In recent years, it has generally been accepted by the diabetes community that “good” footwear prevents foot ulceration. Indeed, it is virtually an axiom of diabetes care that a patient with a history of foot ulcer is a footwear patient for life (1). Similarly, most health care professionals believe that “bad” footwear is a major cause of ulceration in diabetes and that in the past, the fact that most therapeutic footwear was perceived as “ugly” resulted in poor compliance when such footwear was prescribed (2). Where is the evidence to support these beliefs? The last two points are easier dealt with than the first.
There are studies that support the belief that bad or inappropriate footwear causes ulceration. Apelqvist et al. (3) identified shoes as the precipitating cause in the majority of toe ulcers and a significant minority of lesions elsewhere on the foot. In another European study (4), footwear was implicated as being contributory to 21% of all ulcers in a large series.
As we identified in an editorial (5) on the same subject 3 years ago, compliance with regular wearing of the footwear is a major problem. In our U.K. center, when provided with therapeutic footwear free of charge, only 22% of patients admitted that they regularly wore the shoes (2). Similar problems have been reported in the U.S. (6).

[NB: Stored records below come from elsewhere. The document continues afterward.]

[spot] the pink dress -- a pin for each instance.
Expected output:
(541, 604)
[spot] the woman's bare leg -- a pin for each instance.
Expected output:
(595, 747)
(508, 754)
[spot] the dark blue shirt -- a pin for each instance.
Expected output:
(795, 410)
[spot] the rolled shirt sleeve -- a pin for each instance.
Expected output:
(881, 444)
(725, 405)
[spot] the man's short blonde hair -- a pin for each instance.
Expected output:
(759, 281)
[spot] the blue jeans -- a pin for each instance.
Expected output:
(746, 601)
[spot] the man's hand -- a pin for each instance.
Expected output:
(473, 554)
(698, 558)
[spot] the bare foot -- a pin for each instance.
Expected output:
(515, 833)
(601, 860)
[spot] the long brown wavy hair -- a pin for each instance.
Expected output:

It is unclear whether a patient’s perception of such footwear as being “ugly” or cosmetically unattractive is a major contributory factor to this nonadherence behavior. Another factor may be the patient’s belief that the home environment is safe; in a study using continuous activity monitoring, Armstrong et al. (7) reported that “high-risk” patients were much less likely to wear their prescribed footwear when at home than when outside. As such patients are more active when in the home (7), this nonadherence may well be important in the causation of ulcers. The same authors (8) recently confirmed that even patients with active foot ulcers do not regularly wear removable cast walkers when advised to do so.
In the current issue of Diabetes Care, Maciejewski et al. (9) attempt to answer the first point in a structured literature review; that is, can therapeutic footwear prevent the occurrence of ulceration? As no studies have assessed footwear in the primary prevention of ulcers (1), Maciejewski et al. review those reports on the prevention of ulcer recurrence. They identified nine studies from a Medline search and determined that in six of them, footwear was a primary intervention, and in three, it was part of a multifactorial intervention. Each study was rated according to the study design and internal consistency. They conclude in this review that although protective benefit was found, a number of these studies may have been influenced by design issues.
It is perhaps a little unfortunate that the only study that was assigned a study design rating of 1 was by the same authors as those who conducted the review (10). However, having reviewed all of the works, we would entirely agree that the study of Reiber et al. (10) was carefully and appropriately designed and thus warranted a level 1 rating. This study could find no benefits of therapeutic footwear over the patients’ own shoes. In an exchange of correspondence in the literature following the publication of this trial (11–13), surprise was expressed that >40% of patients with an ulcer history had normal peripheral sensation. Moreover, the definition of an ulcer as a lesion that did not heal within 30 days was also a point of discussion. In their reply, Reiber et al. (13) reported that a subset analysis of those patients with sensory loss similarly showed no benefit of therapeutic shoes.
Where does this discussion position us with regard to specialist footwear in 2004? Some years ago, Janisse (14) reviewed “the art and science of footwear design”—at that time it was more art than science. More than 10 years later, the words of Jeffcoate and Harding (15) suggest that little has changed when they concluded about diabetic foot care in general that “clinical practice is based more on opinion than scientific fact.”
There can be little doubt that there is an urgent need for well-designed studies of footwear in both the primary as well as the secondary prevention of neuropathic foot ulceration. Evidence from the literature as reviewed briefly above and by Maciejewski et al. (9) in this issue remains equivocal. Surely, in the 21st century we should be moving toward computer-aided design and manufacture of footwear. In addition, as recently demonstrated (7,8), modern technology now permits the accurate assessment of compliance with footwear provision, which could potentially remove another confounding variable in such studies.
Whereas bad shoes cause ulcers and “ugly” shoes are likely to remain in the closet, a major effort is required to demonstrate that good shoes do actually benefit our high-risk patients.